Author`s name Timothy Bancroft-Hinchey

Remembering the heroes of Sandy Hook

Friday December 14 is a benchmark branded indelibly on the collective conscience of humankind and destiny dictates that it shall remain so for many centuries to come. It was a terrible moment but one whose heroes also provide a shining light: they have shown us all the common values coursing through the veins of Humanity.

Destiny also dictated that twenty innocent children and six adults were to become heroes that day, standing defenceless yet dignified, against an unbalanced young man sporting his mother's automatic weapons on a demented shooting spree for reasons known only to himself, also a victim of his own making but no hero.

The heroes are the twelve boys and eight girls, between six and seven years of age and the six adults who performed acts of extreme bravery to protect the children placed in their care, the heroes are their loved ones, their families who are this Christmas season trying to reach the dawn through the worst nightmare that can befall a parent.

These young people, with their entire lives ahead of them, were denied experiences which were their birthright to live and to enjoy; their families were denied their birthright to be present at birthday parties, graduation ceremonies, weddings, baptisms... and they begin the day after the nightmare with a funeral.

It matters not whether they were Americans or British or Hispanic or Jewish or Moslems or Catholics or Episcopalians, it matters not whether they were brown or pink or white or black. The victims of December 14, individually and collectively, have given humankind a lesson in dignity, just like the early Christians standing up and singing defiantly in the Coliseum when lions and tigers and bears were released against them.

At Sandy Hook, these little warriors and their tutors stood firm, doing the best they could and making the most of their utter defencelessness as some deranged loner with mental health issues, access to automatic weapons and an addiction to computer games crossed the line into insanity. They could not possibly escape but they gave their lives and created a cause.

And the cause they created, unknowingly, is our legacy to continue and to nurture and to try to make sure their flame is kindled not just for a few years, but forever. This legacy is the statement made by the murder and passing on of these 26 victims, namely, and firstly, the birthright of all individuals everywhere to the same conditions: the right to grow up in safety in a caring environment, free from violation of their physical integrity; secondly, the right to an education and to a job and thirdly, to decent housing conditions and easy access to utilities.

This is not a political statement, it is a statement which makes increasing (common) sense from the first of three levels.

Let the lives of these 26 heroes be remembered as a shining beacon above this quest and let humankind network and come together celebrating what we have in common and trying to bridge our differences. Those who rule us may or may not be part of this quest, the lobbies that control them are almost certainly not.

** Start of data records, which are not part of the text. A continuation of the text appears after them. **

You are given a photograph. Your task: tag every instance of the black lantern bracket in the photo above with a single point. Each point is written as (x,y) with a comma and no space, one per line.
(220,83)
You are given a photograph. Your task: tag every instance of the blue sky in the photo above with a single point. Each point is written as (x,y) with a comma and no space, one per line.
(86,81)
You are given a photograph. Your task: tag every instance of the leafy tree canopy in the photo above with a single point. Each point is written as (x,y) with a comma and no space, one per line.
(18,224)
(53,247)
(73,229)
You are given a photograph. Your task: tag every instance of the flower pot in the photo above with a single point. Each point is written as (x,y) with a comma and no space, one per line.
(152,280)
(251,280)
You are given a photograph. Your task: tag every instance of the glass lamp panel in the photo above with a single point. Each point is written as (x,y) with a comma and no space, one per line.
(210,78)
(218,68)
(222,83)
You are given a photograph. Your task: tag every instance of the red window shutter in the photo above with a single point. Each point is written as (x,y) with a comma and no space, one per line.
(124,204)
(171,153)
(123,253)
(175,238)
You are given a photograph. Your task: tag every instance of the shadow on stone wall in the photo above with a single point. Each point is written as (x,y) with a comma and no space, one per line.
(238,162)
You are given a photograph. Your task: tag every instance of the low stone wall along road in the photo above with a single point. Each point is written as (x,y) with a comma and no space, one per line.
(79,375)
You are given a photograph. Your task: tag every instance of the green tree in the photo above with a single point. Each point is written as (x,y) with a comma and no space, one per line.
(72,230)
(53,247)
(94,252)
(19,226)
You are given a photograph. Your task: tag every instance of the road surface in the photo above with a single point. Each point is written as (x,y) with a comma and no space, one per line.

However, the rest of us have to show the courage that was demonstrated by the Heroes of Sandy Hook, standing fast against all odds, like those early Christians against the lions in the Coliseum. The horror of the incident, which cuts across all cultures and societies and values, makes us all brothers and sisters in this quest.

And as brothers and sisters, let us all stand with the families of the Heroes of Sandy Hook this Christmas Season as they are confronted with the unopened presents around the tree, as they are confronted with the empty space at the table and later, as they enter that bedroom and decide what to do with the clothes and the toys, as they work through the funeral service/Mass and the seventh day and so on...the beginning of a vinculum which will last for as long as they live, a dance between the temptation to cross over the line marked by sanity imposed by a moment of insanity and the need to try to get the train back on the rails and slowly, but surely, pass every station along the way and try to find some semblance of closure.

But Sandy Hook really is not about closure, it is about opening: opening a quest for common human values to shine through, at least among the citizens of the world if not among their leaders, nurturing this togetherness and celebrating together our human values. In this, the victims of Sandy Hook are heroes, not only in Connecticut, not only in the USA but also around the world.

Let us all remember that and embrace those who are suffering, from the bottom of our hearts.